Selon une étude menée par la Chambre d’agriculture d’Aquitaine en 2019 auprès de 151 exploitations, 66 pouvaient accéder à la HVE sans changer de pratiques, rapporte Alessandra Kirsch, directrice des études au sein du Think Tank Agriculture Stratégies (ex-Momagri). En grandes cultures seule 1 sur 22 pouvait prétendre à la HVE sans effort, précise-t-elle. Jean-Yves Colomb, président de la coopérative Oxyane, souligne pour sa part qu’aujourd’hui 180 exploitations (sur 22 000 ha) parmi ses adhérents sont engagées dans la HVE dans le cadre d’une filière blé panifiable HVE construite avec Intermarché. Sur un échantillon de 16 exploitations engagées dans la démarche, une étude de la coopérative a montré une baisse de 25% en moyenne de l’IFT (indicateur de fréquence de traitements phytosanitaires) dont 10 à 15% sur les herbicides.
 

Vrai/faux, la voie B, une voie de trop ?

Pour accéder au niveau 3 de la HVE, deux options sont aujourd’hui possibles. L’exploitant agricole qui choisit l’option A doit valider quatre indicateurs composites sur quatre thématiques (biodiversité, stratégie phytosanitaire, gestion de la fertilisation, gestion de l’irrigation) pour être certifié. Celui qui choisit l’option B doit respecter deux indicateurs : présenter au moins 10% de sa SAU en infrastructures agroécologiques ou plus de 50% de sa SAU en prairies permanentes de plus de cinq ans et justifier d’un poids d’intrants inférieur ou égal à 30% de son chiffre d’affaires. Au 1er juillet 2021, 86% des exploitations agricoles certifiées étaient entrées dans la HVE par la voie A. Pour les détracteurs de la HVE, dont Benoît Biteau, agriculteur et député vert européen, la voie B devrait être supprimée dans le cadre du travail de rénovation du référentiel de la HVE car trop facile.

Vrai et faux

« Pour la viticulture, dans certains vignobles à forte valeur ajoutée, la Champagne notamment, cette voie B a effectivement permis de lancer la HVE », reconnaît Ghislain Leprince, consultant et spécialiste de la HVE, qui promeut la voie A, « la voie technique » permettant, selon lui, de mieux se comparer et de mieux mesurer les progrès. Alessandra Kirsch estime pour sa part que ces deux options ajoutent de la complexité de compréhension par le consommateur. Elle affirme également que l’option B mériterait d’être adaptée en fonction des productions. Elle pourrait être « musclée » pour la viticulture avec un poids d’intrants par rapport au chiffre d’affaires, plus faible que 30%. « Pour d’autres filières cette option B n’est pas si facile. Au sein de l’étude réalisée en Nouvelle-Aquitaine, seules 7 exploitations pouvaient prétendre à la certification HVE sans effort en passant par la voie B », souligne par exemple l’experte.

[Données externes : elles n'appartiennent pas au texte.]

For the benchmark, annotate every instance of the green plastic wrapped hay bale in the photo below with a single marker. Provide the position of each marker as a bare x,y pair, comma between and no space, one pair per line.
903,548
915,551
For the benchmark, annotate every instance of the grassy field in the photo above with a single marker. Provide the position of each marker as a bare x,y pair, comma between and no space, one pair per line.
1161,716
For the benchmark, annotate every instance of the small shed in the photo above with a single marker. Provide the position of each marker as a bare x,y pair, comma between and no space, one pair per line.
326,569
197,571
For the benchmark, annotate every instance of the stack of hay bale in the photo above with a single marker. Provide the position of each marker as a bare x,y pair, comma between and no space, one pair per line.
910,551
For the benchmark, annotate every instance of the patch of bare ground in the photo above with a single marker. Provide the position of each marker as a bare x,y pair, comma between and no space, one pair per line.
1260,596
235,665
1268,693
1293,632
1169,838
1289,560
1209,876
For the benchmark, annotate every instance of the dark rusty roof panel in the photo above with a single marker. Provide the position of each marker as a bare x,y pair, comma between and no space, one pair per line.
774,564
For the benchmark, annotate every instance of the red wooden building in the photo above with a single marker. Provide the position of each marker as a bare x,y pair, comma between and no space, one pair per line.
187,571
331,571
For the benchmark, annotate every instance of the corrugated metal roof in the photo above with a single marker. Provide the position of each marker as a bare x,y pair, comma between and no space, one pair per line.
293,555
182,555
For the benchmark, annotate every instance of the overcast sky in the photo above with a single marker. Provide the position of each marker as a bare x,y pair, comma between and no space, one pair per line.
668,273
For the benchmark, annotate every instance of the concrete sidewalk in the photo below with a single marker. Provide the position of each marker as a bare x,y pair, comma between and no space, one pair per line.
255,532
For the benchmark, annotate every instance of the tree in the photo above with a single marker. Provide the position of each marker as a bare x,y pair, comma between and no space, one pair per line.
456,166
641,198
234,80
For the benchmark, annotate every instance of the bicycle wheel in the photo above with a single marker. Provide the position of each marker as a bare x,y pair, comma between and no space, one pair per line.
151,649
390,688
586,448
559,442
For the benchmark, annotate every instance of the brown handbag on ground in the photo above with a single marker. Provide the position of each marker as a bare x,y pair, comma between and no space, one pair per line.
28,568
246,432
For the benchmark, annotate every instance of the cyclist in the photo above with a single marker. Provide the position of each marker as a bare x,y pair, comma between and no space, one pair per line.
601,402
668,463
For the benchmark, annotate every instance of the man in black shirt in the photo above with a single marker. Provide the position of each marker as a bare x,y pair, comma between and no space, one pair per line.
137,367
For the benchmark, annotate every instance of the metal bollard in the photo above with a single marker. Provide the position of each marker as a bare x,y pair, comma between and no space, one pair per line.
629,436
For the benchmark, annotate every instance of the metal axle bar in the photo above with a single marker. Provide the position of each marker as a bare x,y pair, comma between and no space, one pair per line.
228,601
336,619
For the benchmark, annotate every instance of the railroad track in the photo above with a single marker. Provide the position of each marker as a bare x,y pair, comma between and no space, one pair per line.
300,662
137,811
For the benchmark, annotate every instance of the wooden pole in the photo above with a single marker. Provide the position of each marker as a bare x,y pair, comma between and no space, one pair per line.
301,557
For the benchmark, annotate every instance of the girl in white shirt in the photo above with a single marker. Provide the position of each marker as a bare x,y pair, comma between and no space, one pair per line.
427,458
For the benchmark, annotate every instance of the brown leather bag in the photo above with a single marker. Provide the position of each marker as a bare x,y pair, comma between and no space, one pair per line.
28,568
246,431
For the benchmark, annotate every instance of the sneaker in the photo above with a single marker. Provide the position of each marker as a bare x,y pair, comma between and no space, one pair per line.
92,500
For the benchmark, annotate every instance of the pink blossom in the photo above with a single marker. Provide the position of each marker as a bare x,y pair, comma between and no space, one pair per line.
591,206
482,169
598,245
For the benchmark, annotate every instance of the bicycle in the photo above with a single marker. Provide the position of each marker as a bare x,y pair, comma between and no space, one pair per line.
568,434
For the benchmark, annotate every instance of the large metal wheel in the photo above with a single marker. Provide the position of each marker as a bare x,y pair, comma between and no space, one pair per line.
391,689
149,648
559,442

Vrai/faux, un référentiel trop ancien ?

Intervenant via un message vidéo lors de la conférence, Laurent Haye, agriculteur bio en Bretagne, spécialisé dans le sarrasin exprime ce que beaucoup d’agriculteurs bios pensent sur la HVE : « je reste assez réservé, pour moi ce n’est pas une vraie certification, mais une appellation environnementale, à la différence de l’agriculture bio et de ses contrôles approfondis. J’ai peur qu’elle vise une certification de grande envergure au rabais », déclare-t-il. Alors que certains agriculteurs bio ont peur d’une concurrence déloyale en provenance de la HVE, le référentiel HVE mérite-t-il aujourd’hui d’être renforcé ?

Vrai

Le référentiel a dix ans et ne répond plus aux attentes de la société civile qui ont encore augmenté, sur la thématique de la biodiversité notamment. Le ministère de l’Agriculture, à l’origine de la certification HVE, l’a annoncé lui-même le référentiel HVE va être rénové et c’est la nouvelle mouture qui s’appliquera pour l’accès à l’éco-régime dès 2023. La commission nationale de la certification environnementale (CNCE) travaille déjà sur le sujet. Une première mouture devrait sortir au premier trimestre 2022, selon Ghislain Leprince qui promet « un effet d’annonce ». Il révèle juste que le critère IFT en arboriculture sera intégré au nouveau référentiel. Parmi les pistes à l’étude : la prise en compte d’un critère bas carbone ou encore des critères de bien-être animal, rapporte Alessandra Kirsch. Mais gare à ne pas mettre la barre trop haute, préviennent les différents experts.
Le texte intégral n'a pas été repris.